An old favicon still appears. Same cause, plus one more: a theme that hardcodes its own favicon. Check your theme’s options panel (often Appearance → Theme Options or the Customizer) for a custom favicon field and clear it so the Site Icon takes over.
No Site Icon option. Update WordPress (the feature exists from 4.3 onward) and try Settings → General, which always shows the control. Very old themes occasionally suppress it — switching to a current theme restores it.
Blurry favicon. Your source was too small or got upscaled. Remove the Site Icon and re-upload a sharp 512×512 or larger square image. (Favicon not showing? Full fix guide →)
Summary
Adding a favicon in WordPress comes down to the built-in Site Icon:
- Open Appearance → Customize → Site Identity (classic) or Settings → General / the Site Editor (block themes).
- Upload a square 512×512 image and crop it.
- Publish or Save Changes — WordPress resizes and links it automatically.
Use Change image to swap it and Remove to clear it. WordPress covers tabs and iOS but not the modern SVG or maskable icon, so for the full verified set, generate the files with a tool and paste the extra <link> tags via a headers plugin or a child-theme header.
Continue reading:
Frequently asked questions
How do I add a favicon in WordPress?
Use the built-in Site Icon feature. On a classic theme go to Appearance → Customize → Site Identity; on a block theme use the Site Editor or Settings → General. Upload a square image at least 512×512, crop it, and publish — WordPress generates the smaller sizes and adds the HTML automatically.

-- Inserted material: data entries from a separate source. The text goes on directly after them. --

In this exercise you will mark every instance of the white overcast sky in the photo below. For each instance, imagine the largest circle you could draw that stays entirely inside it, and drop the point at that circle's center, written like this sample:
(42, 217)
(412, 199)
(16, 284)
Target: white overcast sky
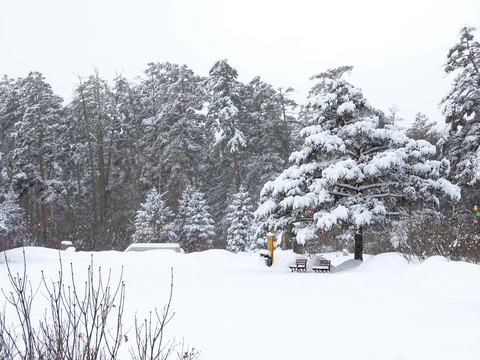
(396, 47)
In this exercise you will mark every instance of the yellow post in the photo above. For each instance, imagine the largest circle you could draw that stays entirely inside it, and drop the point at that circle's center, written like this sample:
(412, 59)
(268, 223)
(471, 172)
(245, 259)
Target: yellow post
(270, 246)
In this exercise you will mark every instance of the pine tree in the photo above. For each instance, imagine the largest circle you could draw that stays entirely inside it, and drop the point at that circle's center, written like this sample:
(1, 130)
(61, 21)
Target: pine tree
(461, 108)
(194, 224)
(352, 170)
(153, 220)
(240, 217)
(36, 132)
(226, 113)
(423, 128)
(11, 217)
(265, 152)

What size should a WordPress favicon be?
WordPress recommends a square image of at least 512×512 pixels. It downscales that one source to the sizes it serves (including 32×32 and a 180×180 Apple touch icon), so a larger square source keeps the small versions sharp.

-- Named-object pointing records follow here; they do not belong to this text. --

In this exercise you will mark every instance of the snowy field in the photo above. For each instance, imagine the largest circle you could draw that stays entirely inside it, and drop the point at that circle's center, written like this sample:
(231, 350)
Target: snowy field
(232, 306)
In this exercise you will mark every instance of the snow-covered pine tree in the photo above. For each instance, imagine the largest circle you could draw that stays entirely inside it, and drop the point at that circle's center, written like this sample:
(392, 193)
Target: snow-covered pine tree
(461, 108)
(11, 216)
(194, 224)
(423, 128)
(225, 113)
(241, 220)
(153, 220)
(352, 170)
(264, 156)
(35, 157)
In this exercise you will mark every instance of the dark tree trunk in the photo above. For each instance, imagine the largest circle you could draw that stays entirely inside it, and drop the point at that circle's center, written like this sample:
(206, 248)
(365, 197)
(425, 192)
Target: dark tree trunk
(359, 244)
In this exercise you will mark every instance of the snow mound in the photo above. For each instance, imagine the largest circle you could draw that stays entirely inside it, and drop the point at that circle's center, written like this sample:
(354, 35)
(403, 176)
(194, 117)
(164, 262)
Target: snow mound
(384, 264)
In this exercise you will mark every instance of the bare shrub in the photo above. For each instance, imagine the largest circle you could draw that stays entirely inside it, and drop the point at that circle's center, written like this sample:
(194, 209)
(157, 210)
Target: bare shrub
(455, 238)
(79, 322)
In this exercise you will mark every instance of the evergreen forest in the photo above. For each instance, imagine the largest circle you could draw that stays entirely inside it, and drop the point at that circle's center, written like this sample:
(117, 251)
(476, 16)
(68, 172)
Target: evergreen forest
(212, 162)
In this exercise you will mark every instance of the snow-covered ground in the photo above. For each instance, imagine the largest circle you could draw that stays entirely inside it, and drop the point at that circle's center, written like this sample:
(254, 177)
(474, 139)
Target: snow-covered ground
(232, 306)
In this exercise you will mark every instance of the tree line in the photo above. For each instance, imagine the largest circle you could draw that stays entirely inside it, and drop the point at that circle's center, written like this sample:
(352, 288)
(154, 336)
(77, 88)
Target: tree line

How do I change or remove the favicon in WordPress?
Reopen the Site Icon control (Appearance → Customize → Site Identity or Settings → General). To change it, click Change image and upload a new file; to remove it, click Remove, then publish or save. Clear your cache to see the update.
Does WordPress create a modern SVG or maskable favicon?

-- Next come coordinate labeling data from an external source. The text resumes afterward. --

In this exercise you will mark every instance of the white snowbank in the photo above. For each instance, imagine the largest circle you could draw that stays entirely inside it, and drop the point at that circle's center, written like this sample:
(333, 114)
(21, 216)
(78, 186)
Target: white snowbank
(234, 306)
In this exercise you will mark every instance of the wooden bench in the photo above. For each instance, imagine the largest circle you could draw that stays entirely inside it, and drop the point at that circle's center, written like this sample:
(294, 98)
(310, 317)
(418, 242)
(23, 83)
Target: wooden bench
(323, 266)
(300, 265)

No. The Site Icon feature outputs PNG sizes plus the basic <link> tags — it does not emit a scalable favicon.svg or a proper maskable PWA icon. For the full modern set, generate the files with a tool and add the extra tags via your theme header or a headers plugin.
Why isn't my new WordPress favicon showing up?
It's almost always caching, or a theme hardcoding its own favicon. Hard-refresh, clear any caching plugin and CDN cache, and test in a private window. If a different icon still appears, check your theme options for a custom favicon setting that overrides the Site Icon.